No matter…
By Rev. Michael Stonhouse
Meditation – Wednesday, July 20, 2022
Psalm 119:49-72 (Forward, p 83) CEV p. 630
I find our psalmist to be very refreshing—and challenging. In our world today, it seems that almost everyone has a very good and logical and reasonable reason or excuse for doing or not doing something. Perhaps it has to do with timing, or with circumstances, or with the people involved, but regardless, they find an easy way around doing or not doing a certain thing.
Our psalmist has no such qualms, no such excuses. ‘No matter…’ seems to be his byword:
‘No matter when…’
“I get furious when evil people turn against your Law” (verse 53);
“Even in the night, I think about you, Lord, & I obey your law” (v 55);
“As soon as you command, I do what you say” (verse 60);
“Your laws are so fair that I wake up and praise you in the middle of the night” (verse 62);
“When you corrected me, it did me good because it taught me to study your laws” (verse 71);
‘No matter where…’
“No matter where I am, your teachings fill me with songs” (verse 54);
‘No matter what…”
“When I am hurting, I find comfort in your promise that leads to life”
(verse 50);
“I would rather obey you than to have a thousand pieces of silver and gold” (verses 72).
‘No matter who…’
“Conceited people sneer at me, but I obey your Law” (verse 51);
“My reputation is being ruined by conceited liars, but with all my heart I follow your teachings” (verse 69);
“Those liars have no sense, but I find happiness in your Law” (v. 70);
I think that there is a steadfastness, a devotion, a resoluteness to God and to depending upon God and trusting Him, studying His law and obeying it, being led by God, and praising and worshipping Him, that is quite note-worthy, quite remarkable and certainly much to be desired, and yes, even imitated. May we, you and I, have a similar steadfastness and devotion. Amen.
Forward notes: ”The earth, O LORD, is full of your love; instruct me in your statutes” (verse 64).
“As I read in the psalm how God is good and brings forth good, it is jarring to read about people spitting in Jesus’s face and slapping him. Yet reading Jesus’s defiant words to Caiaphas, that even he will see the coming of the Son of Man, I hear the voice of the psalmist singing that God’s statutes have been songs and all his dealings have been gracious.
“It is not uncommon to hear folks say that Jesus had to be so terribly abused because his suffering was a payment. I just can’t see it. I don’t think God demands payment. In fact, it is by God’s grace freely given that we learn to forgive others in the first place, and we come to know that all God has given us could never be repaid.

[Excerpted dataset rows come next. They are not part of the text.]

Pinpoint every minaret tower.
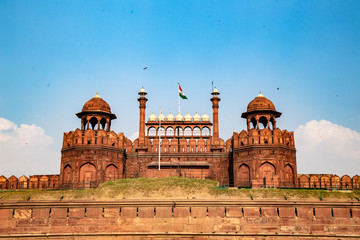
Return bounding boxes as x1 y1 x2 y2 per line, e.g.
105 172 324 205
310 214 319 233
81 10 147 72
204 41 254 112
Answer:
210 87 220 149
138 88 148 149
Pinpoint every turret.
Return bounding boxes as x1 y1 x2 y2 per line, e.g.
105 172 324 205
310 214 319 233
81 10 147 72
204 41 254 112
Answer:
210 87 220 146
138 88 148 147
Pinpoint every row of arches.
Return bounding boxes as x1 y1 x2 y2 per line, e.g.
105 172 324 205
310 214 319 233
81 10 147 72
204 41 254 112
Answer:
148 126 211 137
247 116 276 130
233 129 295 147
63 162 119 184
236 162 295 186
0 175 60 190
63 129 132 148
81 116 111 131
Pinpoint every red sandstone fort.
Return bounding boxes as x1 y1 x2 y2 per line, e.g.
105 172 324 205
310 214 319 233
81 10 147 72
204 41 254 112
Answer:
0 88 360 190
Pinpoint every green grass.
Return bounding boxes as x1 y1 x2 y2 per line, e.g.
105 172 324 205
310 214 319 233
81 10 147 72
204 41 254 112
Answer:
0 177 360 200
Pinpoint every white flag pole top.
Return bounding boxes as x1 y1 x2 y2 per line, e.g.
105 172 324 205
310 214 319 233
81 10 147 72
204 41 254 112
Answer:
158 108 161 171
178 83 187 113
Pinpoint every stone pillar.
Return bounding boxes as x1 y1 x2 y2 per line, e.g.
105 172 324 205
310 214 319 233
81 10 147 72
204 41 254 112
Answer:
96 117 101 130
106 119 110 132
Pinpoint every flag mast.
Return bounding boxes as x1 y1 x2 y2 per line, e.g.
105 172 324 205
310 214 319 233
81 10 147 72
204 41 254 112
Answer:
178 83 180 114
158 107 161 171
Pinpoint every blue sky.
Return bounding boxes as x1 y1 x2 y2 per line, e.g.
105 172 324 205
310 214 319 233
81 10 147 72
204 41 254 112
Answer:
0 0 360 174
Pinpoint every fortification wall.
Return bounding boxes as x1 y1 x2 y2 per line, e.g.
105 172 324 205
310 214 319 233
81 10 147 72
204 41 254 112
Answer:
0 200 360 239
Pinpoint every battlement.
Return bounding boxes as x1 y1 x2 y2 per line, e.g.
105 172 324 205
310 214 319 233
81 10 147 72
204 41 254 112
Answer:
63 129 132 151
232 128 295 148
0 174 60 190
298 174 360 190
129 137 225 153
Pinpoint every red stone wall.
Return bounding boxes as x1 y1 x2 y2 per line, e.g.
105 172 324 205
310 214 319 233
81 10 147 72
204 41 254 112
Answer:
232 128 298 187
0 200 360 239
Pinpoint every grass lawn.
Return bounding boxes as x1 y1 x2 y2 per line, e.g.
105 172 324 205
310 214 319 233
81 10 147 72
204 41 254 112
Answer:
0 177 360 200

“Jesus suffered because he loved us, loved us enough that he would go wherever humanity led him, even to death. Seeing God’s faithfulness to us, we can grow in our own faith, knowing that Jesus is our companion through anything and everything. We can pray with the psalmist that God’s promise gives us life, and life abundant.”

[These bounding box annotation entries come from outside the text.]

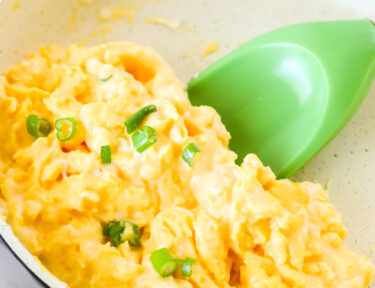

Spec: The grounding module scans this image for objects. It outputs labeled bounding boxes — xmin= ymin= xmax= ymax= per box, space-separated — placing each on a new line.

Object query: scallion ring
xmin=103 ymin=221 xmax=141 ymax=247
xmin=132 ymin=126 xmax=158 ymax=153
xmin=150 ymin=248 xmax=177 ymax=277
xmin=100 ymin=145 xmax=112 ymax=164
xmin=26 ymin=114 xmax=51 ymax=138
xmin=55 ymin=118 xmax=77 ymax=141
xmin=182 ymin=143 xmax=201 ymax=167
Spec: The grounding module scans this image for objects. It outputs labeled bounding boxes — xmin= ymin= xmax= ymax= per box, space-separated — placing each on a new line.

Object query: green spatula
xmin=188 ymin=19 xmax=375 ymax=178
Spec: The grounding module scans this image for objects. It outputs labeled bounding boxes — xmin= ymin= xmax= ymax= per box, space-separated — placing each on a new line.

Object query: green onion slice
xmin=26 ymin=114 xmax=51 ymax=138
xmin=181 ymin=257 xmax=196 ymax=277
xmin=182 ymin=143 xmax=201 ymax=167
xmin=100 ymin=145 xmax=112 ymax=164
xmin=99 ymin=74 xmax=113 ymax=82
xmin=150 ymin=248 xmax=177 ymax=277
xmin=103 ymin=221 xmax=141 ymax=247
xmin=132 ymin=126 xmax=158 ymax=153
xmin=55 ymin=118 xmax=77 ymax=141
xmin=125 ymin=105 xmax=156 ymax=134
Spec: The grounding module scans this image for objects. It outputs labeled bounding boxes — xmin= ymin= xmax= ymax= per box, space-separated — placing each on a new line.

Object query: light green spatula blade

Moving Forward: “Read all of Psalm 119 this week.”
Some concluding notes: It would seem to me that the writer of today’s meditation is ‘buying into’ three of our society’s prominent themes or beliefs. One has to do with punishment and accountability, especially for our sins against God. Our author thinks perhaps that the suffering that Jesus experienced was a punishment inflicted upon Him as a payment for His own sin. But this is not true: it was a punishment for our sin. As Isaiah 53 puts it:
“He suffered and enduring great pain for us, but we thought his suffering was punishment from God. He was wounded and crushed because of our sins; by taking our punishment, he made us completely well” (verses 4-5).
Notice how often this refers back to us, as he mentions, ‘for us’, ‘our sins’, ‘our punishment’, ‘made us completely well.’ It all has to do with us and our failure to live up to God’s standard, God’s demands. Our society sometimes has problems with accountability—except with it suits them personally, as when someone has done something to them—but God has no such problem!

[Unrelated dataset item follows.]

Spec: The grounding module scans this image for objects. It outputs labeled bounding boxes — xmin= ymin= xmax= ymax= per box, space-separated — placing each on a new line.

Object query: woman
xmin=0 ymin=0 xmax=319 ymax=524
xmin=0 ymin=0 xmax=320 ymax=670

And contrary to our modern opinion that such a loving God as ours could never consciously and deliberately plan such a thing—hence our author suggesting that it was ‘humanity’ that led Him there—our passage from Isaiah clearly says (verse 6):
“All of us were like sheep that had wandered off. We had each gone our own way, but the Lord gave him the punishment we deserved”.
One other thing: our society is big on a ‘victim mentality’, but many people in times past and present have suffered horribly, even at the hands of others, and never taken it personally, never seen it as abusive, or never been scarred by it. The Scriptures say that Jesus learned obedience through what He suffered (Hebrews 5:8) and I doubt that it did Him any real harm. Indeed, many of us of an older generation enduring light corporal punishment and were never lastingly hurt by it. In fact, I would suggest that it made us better.